Kanal

Berjuang Lebih Keras Hidupi Keluarga di Tengah Banyaknya Penyekatan

PEKANBARU, Riautribune.com - Matahari bersinar lumayan garang Senin (30/8) siang, saat Dewi berhenti sejenak untuk beristirahat di parkiran Swalayan di jalan Riau, Pekanbaru. Rutinitas harian yang ia mulai sejak pagi pukul 5.00 WIB mungkin telah membuatnya sedikit letih dan meminta beristirahat sejenak.

Ibu dari Raka dan Dwi ini harus meninggalkan rumah sebelum sang surya menampakkan sinarnya di ufuk timur guna berangkat menuju stasiun taksi untuk melakukan absen harian dan pengecekan sedan biru yang akan dipakainya menjemput rejeki.

Pekerjaan yang sudah dilakoninya sejak 6 tahun yang lalu ini bermula ketika sang suami sebagai kepala keluarga, harus beristirahat dikarenakan kanker prostat yang dideritanya.

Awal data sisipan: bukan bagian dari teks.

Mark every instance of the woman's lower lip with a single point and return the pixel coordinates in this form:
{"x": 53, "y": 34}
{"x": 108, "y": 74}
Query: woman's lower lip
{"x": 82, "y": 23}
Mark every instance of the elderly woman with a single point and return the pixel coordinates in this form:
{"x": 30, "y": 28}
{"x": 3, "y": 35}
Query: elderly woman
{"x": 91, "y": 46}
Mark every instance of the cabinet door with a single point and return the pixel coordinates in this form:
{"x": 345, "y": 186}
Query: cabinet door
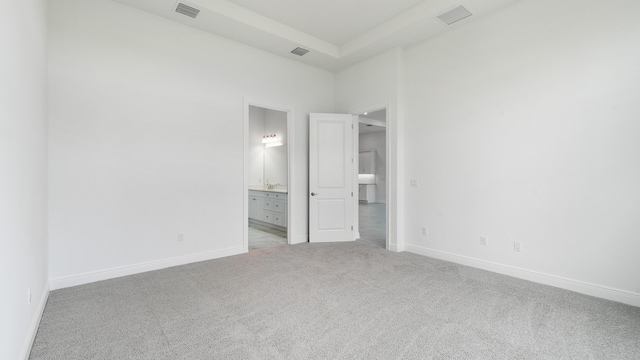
{"x": 269, "y": 217}
{"x": 278, "y": 219}
{"x": 268, "y": 204}
{"x": 256, "y": 206}
{"x": 279, "y": 205}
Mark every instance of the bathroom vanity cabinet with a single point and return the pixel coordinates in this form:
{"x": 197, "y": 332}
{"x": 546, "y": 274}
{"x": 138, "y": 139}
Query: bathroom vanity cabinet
{"x": 269, "y": 207}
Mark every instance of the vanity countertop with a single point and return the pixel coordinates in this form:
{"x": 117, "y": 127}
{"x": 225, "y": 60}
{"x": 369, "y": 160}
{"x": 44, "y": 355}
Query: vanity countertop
{"x": 279, "y": 189}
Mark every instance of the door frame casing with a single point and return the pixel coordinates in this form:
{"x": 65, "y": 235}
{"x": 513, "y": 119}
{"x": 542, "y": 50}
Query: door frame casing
{"x": 388, "y": 193}
{"x": 247, "y": 102}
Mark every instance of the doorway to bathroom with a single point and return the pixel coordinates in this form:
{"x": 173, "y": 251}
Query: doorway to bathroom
{"x": 267, "y": 179}
{"x": 372, "y": 178}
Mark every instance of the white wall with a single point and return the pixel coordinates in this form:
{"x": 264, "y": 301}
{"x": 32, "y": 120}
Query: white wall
{"x": 256, "y": 147}
{"x": 23, "y": 174}
{"x": 377, "y": 141}
{"x": 524, "y": 126}
{"x": 146, "y": 138}
{"x": 370, "y": 85}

Kondisi itu membuat pria berusia 52 tahun itu tak lagi dapat berjuang menghidupi keluarganya.

Sebagai ganti, Dewi dengan keterampilan mengemudi yang dimilikinya, memberanikan diri untuk melamar sebagai pengemudi di perusahaan taksi yang terkenal di kota Pekanbaru ini.

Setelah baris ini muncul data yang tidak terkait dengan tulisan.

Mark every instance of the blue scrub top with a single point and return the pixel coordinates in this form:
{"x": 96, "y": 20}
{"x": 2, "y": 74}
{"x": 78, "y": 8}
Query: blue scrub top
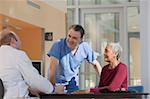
{"x": 69, "y": 64}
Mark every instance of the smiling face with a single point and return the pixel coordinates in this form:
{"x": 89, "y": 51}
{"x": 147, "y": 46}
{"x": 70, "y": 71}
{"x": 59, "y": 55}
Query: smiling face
{"x": 109, "y": 54}
{"x": 73, "y": 38}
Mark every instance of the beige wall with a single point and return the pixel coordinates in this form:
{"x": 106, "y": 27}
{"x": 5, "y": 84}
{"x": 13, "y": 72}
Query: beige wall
{"x": 47, "y": 17}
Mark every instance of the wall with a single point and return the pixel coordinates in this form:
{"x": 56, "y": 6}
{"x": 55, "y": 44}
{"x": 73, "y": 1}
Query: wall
{"x": 47, "y": 17}
{"x": 145, "y": 45}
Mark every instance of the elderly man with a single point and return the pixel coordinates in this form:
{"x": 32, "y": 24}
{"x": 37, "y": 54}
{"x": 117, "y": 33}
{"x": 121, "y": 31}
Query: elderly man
{"x": 16, "y": 70}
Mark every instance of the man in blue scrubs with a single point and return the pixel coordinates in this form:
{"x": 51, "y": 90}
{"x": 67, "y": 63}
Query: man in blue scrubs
{"x": 66, "y": 56}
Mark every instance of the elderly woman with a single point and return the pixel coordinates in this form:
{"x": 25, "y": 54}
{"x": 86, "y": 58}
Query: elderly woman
{"x": 114, "y": 75}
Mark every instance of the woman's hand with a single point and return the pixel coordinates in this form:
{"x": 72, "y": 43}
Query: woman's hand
{"x": 59, "y": 89}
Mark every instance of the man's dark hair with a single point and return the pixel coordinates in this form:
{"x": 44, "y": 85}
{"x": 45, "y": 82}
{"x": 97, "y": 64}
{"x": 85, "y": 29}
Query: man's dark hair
{"x": 78, "y": 28}
{"x": 5, "y": 37}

"Suamiku bukannya tidak mau bekerja, tetapi karena kena kanker prostat jadi harus istrirahat dan tidak boleh kerja berat. Dia ijinkan kok aku jadi supir taksi," terang wanita kelahiran Pekanbaru, 48 tahun lalu ini.

Sang suami yang dulunya adalah seorang karyawan swasta di perusahaan transportasi, harus rela melepas pekerjaannya yang sudah digelutinya dahulu selama 8 tahun dikarenakan sakit yang menerpanya dan digantikan oleh sang istri demi mencukupi kebutuhan hidup.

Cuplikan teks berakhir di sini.